The next step will take a bit of willpower on your part, but you want to actually BEFRIEND the girl with the knowledge that you are not going to sleep with her. No matter how hot she is, you must take her out of the “I wanna FUCK!” category. This is crucial because if you go after her for the full monty (fuck), you could screw up the friendship.

But once she’s your friend, you can practice on her. Talk to her, call her up and bullshit, go out with her, let her feel safe and comfortable around you. Once she’s your buddy, get her to introduce you to her friends. Those are the ones you game on. This is because you’ll be at an advantage with them. Not only will you have a girl who is their friend hyping you up, but you’ll also be social proofed by the guy you befriended, who has also probably met the girl you’re being introduced to. Right there is instant social proof that you’re cool enough to hang with them. Then its time to game the girl, which should be easier than cold approaching because the meeting is inherent.

But when it comes to cold approaching, the women you befriend become even more powerful. This is where the real fun can happen. You can use your female friends to approach other groups of people. You can introduce her to the men while she does the same for you with the women.
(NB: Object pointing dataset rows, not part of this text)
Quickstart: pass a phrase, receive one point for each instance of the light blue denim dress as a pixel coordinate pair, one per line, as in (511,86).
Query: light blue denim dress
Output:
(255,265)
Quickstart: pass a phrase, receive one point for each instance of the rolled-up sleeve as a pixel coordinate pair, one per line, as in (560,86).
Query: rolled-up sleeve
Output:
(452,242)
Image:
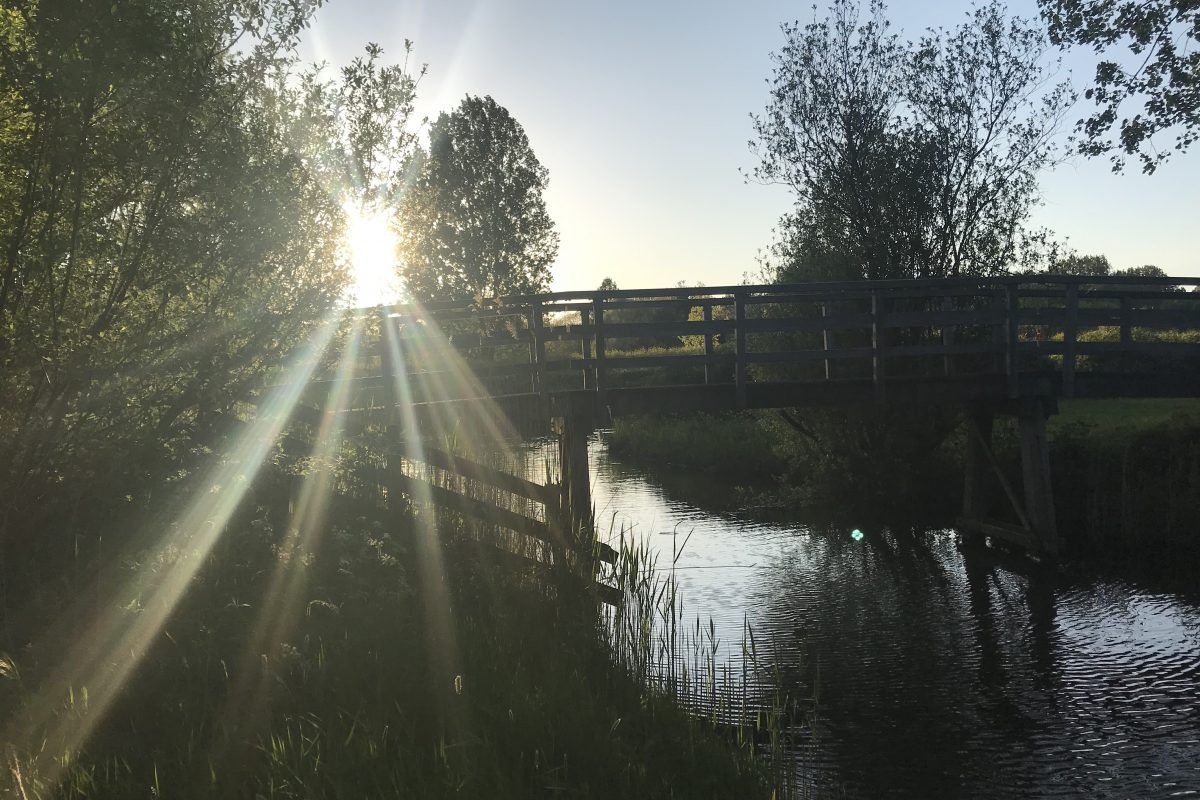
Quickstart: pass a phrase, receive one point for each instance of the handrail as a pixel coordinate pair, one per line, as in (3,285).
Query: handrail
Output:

Not only that, its natural social proof when you’re with a girl, and you feel more comfortable talking to women, which makes you more attractive.

In fact, this is so powerful that I know PUAs who’s entire game is based on Social Circles. A woman you use to help you get laid is often referred to as a “Pivot” or a “Pawn.” They are used as pieces on a chessboard to break down defenses and open doorways to score checkmate.   One guy I know is SO effective with the girls in his social circle, that if there is a guy trying to get with a female friend of his, he will actually get the guy to pull him other chicks before he social proofs the guy with his friend. This is another great tactic, especially if you’re lazy about approaching. In this situation, not only are his pivots pulling other girls for him, but the guys after his pivots are as well. And in the end, all you’re getting is a bigger social circle which will make it easier to get laid.

It is very easy to befriend women, because when you make it clear you do not want to have sex with them, they can feel safe with you and allow you to “mess up” around them in practicing your PUA skills. Not only that, but being around women will teach you SO MUCH about pick-up, your game will rapidly increase.

In his book Real World Seduction, Swinggcat says “If you want to get good at picking-up women, surround yourself by five beautiful women who are good at getting guys.” This is important, because all the best PUAs just act like really hot chicks. They steal the chick frame that gets guys all into them and turn it around on the girls. The more you hang out with women, the more you will begin to incorporate this mindset into your seduction repertoire.

So friends, I recommend you go out there and start getting to know more girls in a non-sexual way. They will help you a great deal in adding some notches to your belt. I hope to expand my social circle massively in the coming future, so that I may also reap the benefits of having many lady friends.